Hygroma, or hydrops, is a term frequently applied to these localized collections of fluid. The former is more likely to be of tuberculous origin, and the retained fluid may contain rice-grain bodies. A chronic bursitis, originally of traumatic origin, may become infected and present a tuberculous lesion, or it may be influenced if not caused by a syphilitic diathesis, especially about the knee, where these conditions generally occur. Other bursæ which produce disturbances that eventually take the patient to a surgeon are met with in the following locations: beneath the ligamentum patellæ, which will give a prominence on each side of the ligament, particularly when the knee is flexed; over the tubercle of the tibia; beneath the quadriceps extensor tendon, which will cause a swelling two or three inches above the upper border of the patella; between the tendon of the semimembranosus and inner head of the gastrocnemius, which will present in the popliteal space as a somewhat globular swelling; beneath the deltoid; beneath the gluteus muscles, where the tendons pass over the great trochanter; between the tendo Achillis and the calcis; over the outer malleolus, occurring in tailors by virtue of the position in which they work. Large bursæ often develop on the outer sides of club-feet, on the ends of amputation stumps, and wherever there is prolonged irritation of mild degree.[21]

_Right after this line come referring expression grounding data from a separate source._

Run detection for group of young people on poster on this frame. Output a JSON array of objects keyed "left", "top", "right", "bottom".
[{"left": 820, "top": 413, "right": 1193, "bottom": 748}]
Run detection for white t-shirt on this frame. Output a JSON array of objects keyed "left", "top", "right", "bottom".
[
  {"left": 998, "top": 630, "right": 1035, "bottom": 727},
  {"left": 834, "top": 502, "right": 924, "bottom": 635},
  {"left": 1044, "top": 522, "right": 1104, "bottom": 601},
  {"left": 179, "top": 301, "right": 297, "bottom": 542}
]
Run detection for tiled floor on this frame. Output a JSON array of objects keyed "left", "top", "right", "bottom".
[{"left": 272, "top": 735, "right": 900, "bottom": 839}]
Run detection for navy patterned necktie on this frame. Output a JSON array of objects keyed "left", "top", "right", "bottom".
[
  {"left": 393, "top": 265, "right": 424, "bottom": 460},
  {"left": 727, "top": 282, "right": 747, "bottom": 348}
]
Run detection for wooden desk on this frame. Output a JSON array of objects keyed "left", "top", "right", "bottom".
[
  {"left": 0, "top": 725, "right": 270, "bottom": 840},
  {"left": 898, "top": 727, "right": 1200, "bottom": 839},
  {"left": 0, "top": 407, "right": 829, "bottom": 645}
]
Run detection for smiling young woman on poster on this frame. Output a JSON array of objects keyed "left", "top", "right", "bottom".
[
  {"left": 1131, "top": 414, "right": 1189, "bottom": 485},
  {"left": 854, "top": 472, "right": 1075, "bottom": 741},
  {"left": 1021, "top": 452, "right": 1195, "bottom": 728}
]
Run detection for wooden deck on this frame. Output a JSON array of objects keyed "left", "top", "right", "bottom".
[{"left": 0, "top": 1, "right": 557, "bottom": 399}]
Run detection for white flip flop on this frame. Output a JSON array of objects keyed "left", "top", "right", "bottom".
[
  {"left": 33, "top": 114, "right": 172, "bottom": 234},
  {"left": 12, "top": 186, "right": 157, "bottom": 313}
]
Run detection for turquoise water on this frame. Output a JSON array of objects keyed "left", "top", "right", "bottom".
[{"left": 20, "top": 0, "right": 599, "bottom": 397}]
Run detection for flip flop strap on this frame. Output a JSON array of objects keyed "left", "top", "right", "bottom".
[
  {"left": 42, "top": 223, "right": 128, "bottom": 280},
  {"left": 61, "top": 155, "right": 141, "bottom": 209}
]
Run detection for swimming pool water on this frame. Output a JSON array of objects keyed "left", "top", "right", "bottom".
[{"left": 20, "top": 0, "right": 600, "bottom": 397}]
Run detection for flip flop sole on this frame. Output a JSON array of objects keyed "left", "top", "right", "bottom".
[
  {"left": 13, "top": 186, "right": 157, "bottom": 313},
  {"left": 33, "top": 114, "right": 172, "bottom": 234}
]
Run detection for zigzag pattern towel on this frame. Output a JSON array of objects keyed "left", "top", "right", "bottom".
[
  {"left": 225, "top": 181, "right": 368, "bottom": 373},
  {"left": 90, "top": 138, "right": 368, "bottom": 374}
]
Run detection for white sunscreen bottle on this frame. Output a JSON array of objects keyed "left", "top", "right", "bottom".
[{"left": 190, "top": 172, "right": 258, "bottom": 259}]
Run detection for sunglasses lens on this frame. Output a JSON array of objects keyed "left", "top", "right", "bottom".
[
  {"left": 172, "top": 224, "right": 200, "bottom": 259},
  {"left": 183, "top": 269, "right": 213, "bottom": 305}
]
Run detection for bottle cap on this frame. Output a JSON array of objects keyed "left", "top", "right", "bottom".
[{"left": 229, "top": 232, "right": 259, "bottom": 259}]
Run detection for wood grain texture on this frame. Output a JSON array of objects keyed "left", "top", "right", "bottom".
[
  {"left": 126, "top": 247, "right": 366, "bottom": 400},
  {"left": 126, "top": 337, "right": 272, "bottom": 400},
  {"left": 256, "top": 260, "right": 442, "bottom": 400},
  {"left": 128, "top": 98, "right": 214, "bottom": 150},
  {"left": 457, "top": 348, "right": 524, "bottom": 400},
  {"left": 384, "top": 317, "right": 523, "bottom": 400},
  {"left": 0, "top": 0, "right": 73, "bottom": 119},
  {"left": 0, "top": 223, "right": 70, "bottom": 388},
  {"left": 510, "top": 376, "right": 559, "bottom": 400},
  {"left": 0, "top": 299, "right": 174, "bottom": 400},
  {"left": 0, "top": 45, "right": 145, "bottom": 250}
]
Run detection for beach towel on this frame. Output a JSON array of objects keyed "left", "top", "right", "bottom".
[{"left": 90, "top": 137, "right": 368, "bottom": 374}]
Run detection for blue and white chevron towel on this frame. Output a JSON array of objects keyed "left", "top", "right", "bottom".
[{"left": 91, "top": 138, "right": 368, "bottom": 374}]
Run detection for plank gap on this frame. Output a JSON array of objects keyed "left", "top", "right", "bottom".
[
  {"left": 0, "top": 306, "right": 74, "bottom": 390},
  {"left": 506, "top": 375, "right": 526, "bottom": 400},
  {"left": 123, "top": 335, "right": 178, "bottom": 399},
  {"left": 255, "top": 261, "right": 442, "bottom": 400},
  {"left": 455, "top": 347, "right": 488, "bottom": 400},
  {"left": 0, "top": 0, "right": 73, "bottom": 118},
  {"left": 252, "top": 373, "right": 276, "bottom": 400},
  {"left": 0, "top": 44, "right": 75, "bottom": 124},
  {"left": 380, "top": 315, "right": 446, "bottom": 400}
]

[21] A bunion is in many instances due to flat-foot, causing the great toe to turn out. This condition should be remedied by the usual arch, or raising the inner border of the shoes. Four out of the five tendons attached to the great toe tend also to draw it outward. If the tripod of the foot can be restored without operation this should be done.
The treatment of acute bursitis is that of threatening phlegmon in any other part of the body. As soon as the presence of pus can be determined, or even before, a free incision should be made. Such an incision should not be entirely closed after evacuation of the sac, but should be permitted to heal by granulation.
Chronic bursitis, whether with or without formation of granuloma, is best treated by excision, when the sac has become thickened and a new formation has practically occurred. Housemaid’s knee, for instance, like bunion, is more satisfactorily treated by a clean excision of all diseased tissue than by any other less radical method. Every tuberculous lesion of this kind should be rigorously extirpated, and every syphilitic lesion should be treated by constitutional as well as by local measures, the former being, save in exceptional instances, the more important of the two.[22]
[22] The Radical Cure of Bunions.—The term bunion is generally used to indicate a painful swelling over the inner aspect of the ball of the great toe; it is never seen on the feet of those who go barefooted, but is the result of badly fitting shoes, almost all of which crowd the great toe outward, thus making its base more prominent and exposing it to irritation and pressure. The inner border of the foot is nearly a straight line, but shoes are rarely made to conform to this. The result of the consequent partial dislocation of the toe, and of the pressure made at its base, is chronic periostitis, and the development of a bursa. It becomes greatly thickened and forms a small tumor, usually sensitive and painful. The dislocation often proceeds to such a degree that the great toe lies across the others, either over them or under them, in such a position as to receive and deserve the name hallux valgus, which is generally given it when this is pronounced. There is nothing to do but to exsect the head of the first metatarsal bone, and at the same time excise the bursa and some of the overlying and thickened skin.